Parmi ces facteurs figurent un cadre juridique permissif, des pratiques d’évasion fiscale et de corruption, ainsi qu’une coordination limitée entre les agences de l’État impliquées dans la collecte des recettes publiques.
Les analyses menées par le Centre Carter entre 2013 et 2023 sur sept projets miniers ont mis en évidence des méthodes utilisées par certains opérateurs pour contourner les obligations fiscales. Les filières du cuivre, du cobalt, de l’or et de la cassitérite ont ainsi été particulièrement touchées par ces pratiques.
Réformes et limites
Face à ces défis, l’État congolais a entrepris des réformes majeures, notamment la révision du Code minier en mars 2018. Cette révision a permis d’augmenter le taux de la redevance minière et d’élargir son assiette. De nouvelles taxes, comme la taxe spéciale sur le profit excédentaire, ont également été introduites pour mieux capter les gains du secteur. Toutefois, malgré ces réformes, des analyses récentes du Centre Carter montrent que la capacité du gouvernement à maximiser les recettes reste limitée, même après l’adoption de ces nouvelles dispositions légales.

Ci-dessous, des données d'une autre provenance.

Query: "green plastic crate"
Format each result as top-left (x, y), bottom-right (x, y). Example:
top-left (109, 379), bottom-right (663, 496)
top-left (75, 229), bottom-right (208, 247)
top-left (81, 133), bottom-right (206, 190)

De son côté, Baby Matabishi, Coordonnateur des revenus et ITIE du Centre Carter, a fait une présentation sur les défis de mobilisation des recettes minières en RDC : regard critique du régime fiscal.
Quid du régime fiscal minier en RDC ?
Le secteur minier congolais est encadré par plusieurs textes législatifs, notamment le Code Minier et divers décrets, qui définissent un régime fiscal exclusif et exhaustif, a relevé Baby Matabishi. Ce régime est complété par d’autres lois régissant les impôts, les douanes et les recettes administratives.
Les flux de revenus dans le secteur incluent des paiements fiscaux et parafiscaux, et impliquent différents acteurs chargés de la collecte des recettes. La coordination entre ces intervenants et la transparence des informations sont cruciales pour assurer une bonne gouvernance.
Une évaluation préliminaire, faite par le Coordonnateur des revenus et ITIE du Centre Carter, a ressorti des défis significatifs, tels que l’érosion de l’assiette fiscale et la faible coordination entre les services responsables de la collecte. Le système déclaratif est souvent inefficace, entraînant des Avis de Mise en Recouvrement (AMR) qui soulignent les lacunes du régime fiscal actuel.
Les AMR, bien que nécessaires, indiquent un manque de maîtrise du système par les opérateurs miniers, soulevant des questions sur la complexité du régime fiscal et l’accompagnement offert par l’administration. Les recommandations incluent l’amélioration du régime fiscal, la simplification des processus, et la création d’un modèle fiscal intégré pour maximiser les recettes du secteur minier.
Parmi les recommandations :
- Chaque ETD doit créer sa propre régie financière locale;
- L’article 105 de la loi organique sur l’organisation et le fonctionnement des ETD dispose que « L’entité territoriale décentralisée établit les mécanismes propres de leur recouvrement;
- Mise en place d’un cadre de coordination et de partage d’informations entre les services d’assiette et les ETD.
La mise en place d’un régime fiscal clair et efficace est essentielle pour maximiser les recettes minières en RDC. En améliorant la transparence et en renforçant les capacités des acteurs impliqués, le pays pourra mieux exploiter ses ressources naturelles au bénéfice de la population congolaise.